Intermediate

Data Structures

Master Python's built-in data structures: lists, tuples, dictionaries, and sets, along with comprehensions and performance considerations.

Lists

Lists are ordered, mutable sequences that can hold any type of element:

Python
# Creating lists
fruits = ["apple", "banana", "cherry"]
numbers = [1, 2, 3, 4, 5]
mixed = [1, "hello", True, 3.14]

# Indexing and slicing
print(fruits[0])       # apple
print(fruits[-1])      # cherry
print(fruits[1:3])    # ['banana', 'cherry']

# Common methods
fruits.append("date")        # Add to end
fruits.insert(1, "blueberry") # Insert at index
fruits.remove("banana")       # Remove by value
popped = fruits.pop()          # Remove and return last
fruits.extend(["fig", "grape"]) # Add multiple
fruits.sort()                   # Sort in place
fruits.reverse()                # Reverse in place
idx = fruits.index("apple")    # Find index
count = fruits.count("apple")  # Count occurrences

# Sorting
nums = [3, 1, 4, 1, 5]
sorted_nums = sorted(nums)             # Returns new list
sorted_desc = sorted(nums, reverse=True)  # Descending

Tuples

Tuples are ordered, immutable sequences — once created, they cannot be changed:

Python
# Creating tuples
point = (3, 4)
rgb = (255, 128, 0)
single = (42,)  # Note the comma for single-element tuple

# Unpacking
x, y = point
r, g, b = rgb

# Tuples as dictionary keys (immutable = hashable)
locations = {(40.7, -74.0): "New York", (51.5, -0.1): "London"}

# Named tuples (more readable)
from collections import namedtuple
Point = namedtuple("Point", ["x", "y"])
p = Point(3, 4)
print(p.x, p.y)  # 3 4

Dictionaries

Dictionaries are unordered key-value pairs with O(1) lookups:

Python
# Creating dictionaries
person = {"name": "Alice", "age": 30, "city": "NYC"}

# Access and modify
print(person["name"])          # Alice
print(person.get("email", "N/A"))  # N/A (safe access)
person["email"] = "alice@example.com"
del person["city"]

# Methods
print(person.keys())     # dict_keys(['name', 'age', 'email'])
print(person.values())   # dict_values(['Alice', 30, 'alice@...'])
print(person.items())    # dict_items([('name','Alice'), ...])

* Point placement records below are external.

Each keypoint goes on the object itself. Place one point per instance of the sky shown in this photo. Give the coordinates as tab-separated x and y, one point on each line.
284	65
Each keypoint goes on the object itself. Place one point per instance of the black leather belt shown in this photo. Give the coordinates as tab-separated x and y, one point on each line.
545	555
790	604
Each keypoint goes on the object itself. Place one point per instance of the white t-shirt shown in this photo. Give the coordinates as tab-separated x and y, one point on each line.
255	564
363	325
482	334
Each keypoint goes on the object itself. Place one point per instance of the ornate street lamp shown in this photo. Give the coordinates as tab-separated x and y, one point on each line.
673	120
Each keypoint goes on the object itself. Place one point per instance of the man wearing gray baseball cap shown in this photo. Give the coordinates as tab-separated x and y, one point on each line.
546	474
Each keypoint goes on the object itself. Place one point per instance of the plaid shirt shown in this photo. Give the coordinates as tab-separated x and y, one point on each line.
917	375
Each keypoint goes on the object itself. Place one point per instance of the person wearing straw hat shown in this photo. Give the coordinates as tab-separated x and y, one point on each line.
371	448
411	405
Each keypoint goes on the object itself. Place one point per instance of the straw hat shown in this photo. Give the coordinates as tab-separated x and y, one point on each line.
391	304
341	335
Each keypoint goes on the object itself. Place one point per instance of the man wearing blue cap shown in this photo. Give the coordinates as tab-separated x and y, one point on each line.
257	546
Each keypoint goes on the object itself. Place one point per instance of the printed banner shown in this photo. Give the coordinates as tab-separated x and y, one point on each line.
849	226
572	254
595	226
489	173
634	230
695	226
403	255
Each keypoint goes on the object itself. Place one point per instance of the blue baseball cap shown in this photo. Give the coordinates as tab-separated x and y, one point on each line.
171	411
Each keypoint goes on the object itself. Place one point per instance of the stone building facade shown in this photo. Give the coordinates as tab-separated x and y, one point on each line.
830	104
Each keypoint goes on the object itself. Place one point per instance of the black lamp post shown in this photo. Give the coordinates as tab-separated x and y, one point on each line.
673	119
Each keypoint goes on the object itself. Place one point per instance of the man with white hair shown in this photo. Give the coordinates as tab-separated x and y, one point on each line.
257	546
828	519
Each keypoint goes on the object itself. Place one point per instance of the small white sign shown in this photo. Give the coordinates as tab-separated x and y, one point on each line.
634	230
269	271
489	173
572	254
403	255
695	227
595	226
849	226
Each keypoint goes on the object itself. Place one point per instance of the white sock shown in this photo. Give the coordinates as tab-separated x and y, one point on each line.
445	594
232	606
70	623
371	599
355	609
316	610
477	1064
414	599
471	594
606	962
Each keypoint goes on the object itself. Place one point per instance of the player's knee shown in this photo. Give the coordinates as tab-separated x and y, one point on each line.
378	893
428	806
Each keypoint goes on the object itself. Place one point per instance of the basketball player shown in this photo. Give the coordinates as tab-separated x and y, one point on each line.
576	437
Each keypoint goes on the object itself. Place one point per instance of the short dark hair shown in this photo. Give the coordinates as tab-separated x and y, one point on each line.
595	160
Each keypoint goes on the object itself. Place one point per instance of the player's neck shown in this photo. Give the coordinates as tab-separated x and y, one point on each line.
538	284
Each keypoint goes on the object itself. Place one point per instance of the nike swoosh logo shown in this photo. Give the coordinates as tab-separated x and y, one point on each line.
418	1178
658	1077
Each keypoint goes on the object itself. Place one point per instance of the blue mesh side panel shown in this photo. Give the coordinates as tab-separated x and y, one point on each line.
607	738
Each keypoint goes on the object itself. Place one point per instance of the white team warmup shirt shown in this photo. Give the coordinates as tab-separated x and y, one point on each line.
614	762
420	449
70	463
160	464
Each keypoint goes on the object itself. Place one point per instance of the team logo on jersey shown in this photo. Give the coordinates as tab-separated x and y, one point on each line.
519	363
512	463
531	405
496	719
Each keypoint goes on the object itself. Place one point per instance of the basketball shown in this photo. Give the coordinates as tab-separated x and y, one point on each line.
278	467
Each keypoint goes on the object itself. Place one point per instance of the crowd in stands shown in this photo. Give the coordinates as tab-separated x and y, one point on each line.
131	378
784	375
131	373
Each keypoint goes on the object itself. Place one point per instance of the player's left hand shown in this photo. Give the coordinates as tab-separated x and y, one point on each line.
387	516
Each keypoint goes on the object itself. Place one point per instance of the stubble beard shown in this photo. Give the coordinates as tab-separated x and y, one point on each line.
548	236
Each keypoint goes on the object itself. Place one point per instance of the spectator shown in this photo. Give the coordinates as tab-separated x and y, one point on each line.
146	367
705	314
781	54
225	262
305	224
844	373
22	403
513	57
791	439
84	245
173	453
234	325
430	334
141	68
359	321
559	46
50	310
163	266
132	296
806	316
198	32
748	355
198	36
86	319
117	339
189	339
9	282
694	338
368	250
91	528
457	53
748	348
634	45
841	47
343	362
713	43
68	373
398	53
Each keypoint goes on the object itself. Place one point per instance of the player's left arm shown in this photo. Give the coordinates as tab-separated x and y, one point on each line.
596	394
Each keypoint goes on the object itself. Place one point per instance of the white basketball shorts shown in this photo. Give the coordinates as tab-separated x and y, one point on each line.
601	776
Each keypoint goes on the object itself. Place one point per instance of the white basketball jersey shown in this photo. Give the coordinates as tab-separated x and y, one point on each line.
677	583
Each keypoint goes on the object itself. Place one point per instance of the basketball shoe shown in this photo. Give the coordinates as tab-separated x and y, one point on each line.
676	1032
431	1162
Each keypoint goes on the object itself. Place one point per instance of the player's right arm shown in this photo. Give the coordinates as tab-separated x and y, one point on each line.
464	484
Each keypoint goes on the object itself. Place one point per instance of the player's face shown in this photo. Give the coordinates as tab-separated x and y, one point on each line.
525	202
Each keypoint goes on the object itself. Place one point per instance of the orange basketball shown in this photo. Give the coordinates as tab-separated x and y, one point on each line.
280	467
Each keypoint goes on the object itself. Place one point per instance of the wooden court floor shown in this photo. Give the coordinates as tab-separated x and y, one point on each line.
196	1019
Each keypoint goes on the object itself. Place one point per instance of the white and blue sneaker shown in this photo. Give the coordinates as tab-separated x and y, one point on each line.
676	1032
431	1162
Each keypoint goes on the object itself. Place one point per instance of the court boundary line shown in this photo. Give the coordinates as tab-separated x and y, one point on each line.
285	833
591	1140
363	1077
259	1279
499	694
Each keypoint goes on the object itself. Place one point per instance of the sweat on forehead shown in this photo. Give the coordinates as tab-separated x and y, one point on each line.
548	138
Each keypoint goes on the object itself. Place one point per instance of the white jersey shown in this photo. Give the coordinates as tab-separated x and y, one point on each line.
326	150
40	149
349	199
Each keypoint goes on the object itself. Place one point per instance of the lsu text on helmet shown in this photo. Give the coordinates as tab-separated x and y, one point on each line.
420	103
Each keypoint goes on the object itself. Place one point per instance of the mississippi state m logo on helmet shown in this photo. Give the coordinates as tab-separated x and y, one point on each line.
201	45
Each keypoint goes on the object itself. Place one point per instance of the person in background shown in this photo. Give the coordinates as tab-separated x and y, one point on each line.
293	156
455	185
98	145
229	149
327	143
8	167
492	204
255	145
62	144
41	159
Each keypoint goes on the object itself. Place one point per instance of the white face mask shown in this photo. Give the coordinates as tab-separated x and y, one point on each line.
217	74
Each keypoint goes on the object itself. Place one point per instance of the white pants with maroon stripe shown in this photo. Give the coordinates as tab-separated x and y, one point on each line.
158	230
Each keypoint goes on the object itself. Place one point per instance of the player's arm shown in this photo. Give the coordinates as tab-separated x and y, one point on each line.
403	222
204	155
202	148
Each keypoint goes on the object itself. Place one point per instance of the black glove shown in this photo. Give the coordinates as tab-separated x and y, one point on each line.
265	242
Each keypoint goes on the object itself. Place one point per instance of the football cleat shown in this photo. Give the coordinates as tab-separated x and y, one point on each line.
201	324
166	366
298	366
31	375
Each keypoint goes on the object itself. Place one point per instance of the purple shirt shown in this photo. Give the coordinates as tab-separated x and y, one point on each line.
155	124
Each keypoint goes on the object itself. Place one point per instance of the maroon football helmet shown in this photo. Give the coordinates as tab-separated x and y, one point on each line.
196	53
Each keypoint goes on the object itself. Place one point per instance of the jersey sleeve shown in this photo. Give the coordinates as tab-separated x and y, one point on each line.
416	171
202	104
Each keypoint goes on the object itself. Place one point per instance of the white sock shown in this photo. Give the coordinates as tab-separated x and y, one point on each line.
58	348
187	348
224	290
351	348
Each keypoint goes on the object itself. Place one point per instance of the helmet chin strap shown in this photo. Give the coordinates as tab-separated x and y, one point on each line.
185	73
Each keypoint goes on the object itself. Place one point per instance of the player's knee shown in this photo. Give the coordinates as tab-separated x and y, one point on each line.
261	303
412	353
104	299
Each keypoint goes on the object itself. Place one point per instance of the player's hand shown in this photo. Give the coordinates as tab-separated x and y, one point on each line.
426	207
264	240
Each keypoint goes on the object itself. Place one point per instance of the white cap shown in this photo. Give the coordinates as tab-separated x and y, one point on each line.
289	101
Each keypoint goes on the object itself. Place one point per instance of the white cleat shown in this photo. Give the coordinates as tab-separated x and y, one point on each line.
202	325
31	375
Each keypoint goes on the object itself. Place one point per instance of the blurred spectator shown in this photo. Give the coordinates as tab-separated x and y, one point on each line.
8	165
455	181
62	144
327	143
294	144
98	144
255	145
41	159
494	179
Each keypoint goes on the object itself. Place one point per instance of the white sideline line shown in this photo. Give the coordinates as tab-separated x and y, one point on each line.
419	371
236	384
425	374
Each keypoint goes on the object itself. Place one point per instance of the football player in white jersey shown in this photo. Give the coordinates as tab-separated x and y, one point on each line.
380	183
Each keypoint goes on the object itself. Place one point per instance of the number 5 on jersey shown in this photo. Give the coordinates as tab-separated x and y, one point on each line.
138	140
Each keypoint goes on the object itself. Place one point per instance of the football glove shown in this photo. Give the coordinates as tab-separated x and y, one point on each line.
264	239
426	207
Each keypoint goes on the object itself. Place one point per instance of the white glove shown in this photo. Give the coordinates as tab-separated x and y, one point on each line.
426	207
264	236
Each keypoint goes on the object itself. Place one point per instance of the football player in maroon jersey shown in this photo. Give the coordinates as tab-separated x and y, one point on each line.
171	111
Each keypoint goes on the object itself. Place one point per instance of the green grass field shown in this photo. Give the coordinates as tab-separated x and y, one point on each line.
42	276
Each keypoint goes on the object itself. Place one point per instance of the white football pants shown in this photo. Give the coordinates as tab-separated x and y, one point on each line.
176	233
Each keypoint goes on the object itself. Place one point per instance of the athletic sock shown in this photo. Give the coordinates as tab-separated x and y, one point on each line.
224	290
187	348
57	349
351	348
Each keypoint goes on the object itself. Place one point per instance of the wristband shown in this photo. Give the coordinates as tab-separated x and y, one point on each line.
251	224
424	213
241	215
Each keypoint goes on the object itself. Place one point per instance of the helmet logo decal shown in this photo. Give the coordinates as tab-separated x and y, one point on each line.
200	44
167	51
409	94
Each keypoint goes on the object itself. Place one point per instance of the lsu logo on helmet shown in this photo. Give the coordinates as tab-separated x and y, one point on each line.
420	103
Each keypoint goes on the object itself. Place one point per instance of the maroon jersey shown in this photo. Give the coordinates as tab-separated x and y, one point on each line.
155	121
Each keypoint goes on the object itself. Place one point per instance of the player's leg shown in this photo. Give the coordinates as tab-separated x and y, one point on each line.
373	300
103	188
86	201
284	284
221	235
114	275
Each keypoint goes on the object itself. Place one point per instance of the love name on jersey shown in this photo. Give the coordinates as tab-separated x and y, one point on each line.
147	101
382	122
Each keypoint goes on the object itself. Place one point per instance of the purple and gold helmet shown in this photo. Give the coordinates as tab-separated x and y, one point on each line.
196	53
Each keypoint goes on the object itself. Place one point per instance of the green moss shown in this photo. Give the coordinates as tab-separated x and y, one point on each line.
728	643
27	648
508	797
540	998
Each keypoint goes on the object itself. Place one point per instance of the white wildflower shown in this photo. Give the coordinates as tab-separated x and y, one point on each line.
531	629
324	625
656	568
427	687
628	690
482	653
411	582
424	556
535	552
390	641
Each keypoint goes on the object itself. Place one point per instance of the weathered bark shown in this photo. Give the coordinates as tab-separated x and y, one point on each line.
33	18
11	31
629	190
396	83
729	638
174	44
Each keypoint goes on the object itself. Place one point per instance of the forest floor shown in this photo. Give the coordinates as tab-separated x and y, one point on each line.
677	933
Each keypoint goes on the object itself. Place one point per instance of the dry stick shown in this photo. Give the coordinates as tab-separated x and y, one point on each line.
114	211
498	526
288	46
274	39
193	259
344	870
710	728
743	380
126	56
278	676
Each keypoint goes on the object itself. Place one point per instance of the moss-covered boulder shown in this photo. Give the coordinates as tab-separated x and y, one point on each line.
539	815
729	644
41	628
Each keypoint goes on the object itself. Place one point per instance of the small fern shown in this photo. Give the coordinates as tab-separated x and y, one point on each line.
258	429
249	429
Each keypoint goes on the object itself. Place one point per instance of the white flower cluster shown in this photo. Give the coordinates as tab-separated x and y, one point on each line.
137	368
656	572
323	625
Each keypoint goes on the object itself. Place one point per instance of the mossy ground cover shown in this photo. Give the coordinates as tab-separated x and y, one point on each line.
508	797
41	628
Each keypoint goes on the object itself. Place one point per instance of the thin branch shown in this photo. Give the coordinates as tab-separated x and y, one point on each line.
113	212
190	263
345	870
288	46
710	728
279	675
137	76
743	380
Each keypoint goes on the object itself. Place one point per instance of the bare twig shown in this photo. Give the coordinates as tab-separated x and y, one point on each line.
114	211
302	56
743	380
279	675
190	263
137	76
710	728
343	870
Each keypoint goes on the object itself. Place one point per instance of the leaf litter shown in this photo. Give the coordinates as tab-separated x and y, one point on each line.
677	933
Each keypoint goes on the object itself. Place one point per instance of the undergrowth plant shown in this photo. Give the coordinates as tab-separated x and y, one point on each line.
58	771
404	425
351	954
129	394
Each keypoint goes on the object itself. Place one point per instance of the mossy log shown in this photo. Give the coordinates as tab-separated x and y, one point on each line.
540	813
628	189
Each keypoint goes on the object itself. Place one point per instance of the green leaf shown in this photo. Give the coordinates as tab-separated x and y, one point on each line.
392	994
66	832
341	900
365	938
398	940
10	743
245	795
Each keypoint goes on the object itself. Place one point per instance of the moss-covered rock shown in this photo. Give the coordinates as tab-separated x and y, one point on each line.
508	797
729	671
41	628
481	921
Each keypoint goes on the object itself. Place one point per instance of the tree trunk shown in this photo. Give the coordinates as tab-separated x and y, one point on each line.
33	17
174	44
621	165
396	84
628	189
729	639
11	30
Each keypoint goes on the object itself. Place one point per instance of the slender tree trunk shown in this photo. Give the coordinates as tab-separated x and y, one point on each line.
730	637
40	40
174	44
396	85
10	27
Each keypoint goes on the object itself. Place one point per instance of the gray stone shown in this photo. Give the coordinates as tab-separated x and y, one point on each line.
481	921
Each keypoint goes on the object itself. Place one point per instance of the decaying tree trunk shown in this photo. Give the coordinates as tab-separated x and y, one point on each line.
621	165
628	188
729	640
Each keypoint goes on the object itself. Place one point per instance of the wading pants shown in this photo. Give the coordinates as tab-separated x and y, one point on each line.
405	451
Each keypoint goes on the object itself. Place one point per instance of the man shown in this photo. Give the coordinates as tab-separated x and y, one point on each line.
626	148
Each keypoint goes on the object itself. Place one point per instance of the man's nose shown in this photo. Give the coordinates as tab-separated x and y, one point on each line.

# Merge dictionaries (Python 3.9+)
defaults = {"theme": "dark", "lang": "en"}
overrides = {"theme": "light"}
settings = defaults | overrides  # {'theme': 'light', 'lang': 'en'}

# Looping
for key, value in person.items():
    print(f"{key}: {value}")

Sets

Sets are unordered collections of unique elements:

Python
# Creating sets
colors = {"red", "green", "blue"}
numbers = set([1, 2, 2, 3, 3])  # {1, 2, 3}

# Set operations
a = {1, 2, 3, 4}
b = {3, 4, 5, 6}

print(a | b)   # Union: {1, 2, 3, 4, 5, 6}
print(a & b)   # Intersection: {3, 4}
print(a - b)   # Difference: {1, 2}
print(a ^ b)   # Symmetric difference: {1, 2, 5, 6}

# Membership test (very fast - O(1))
print(3 in a)  # True

Comprehensions

Python
# List comprehension
squares = [x**2 for x in range(10)]

# Dict comprehension
word_lengths = {word: len(word) for word in ["hello", "world"]}
# {'hello': 5, 'world': 5}

# Set comprehension
unique_lengths = {len(w) for w in ["hi", "hey", "go"]}
# {2, 3}

When to Use Each

StructureOrderedMutableDuplicatesBest For
ListYesYesYesOrdered collections, stacks, queues
TupleYesNoYesFixed data, dict keys, return values
DictInsertionYesKeys: NoKey-value mappings, fast lookups
SetNoYesNoUnique elements, membership testing

Performance Comparison

OperationListDictSet
Lookup (in)O(n)O(1)O(1)
InsertO(1) append / O(n) insertO(1)O(1)
DeleteO(n)O(1)O(1)
IterationO(n)O(n)O(n)
Performance tip: If you need to check membership frequently (e.g., "is this item in my collection?"), use a set or dict instead of a list. The lookup goes from O(n) to O(1).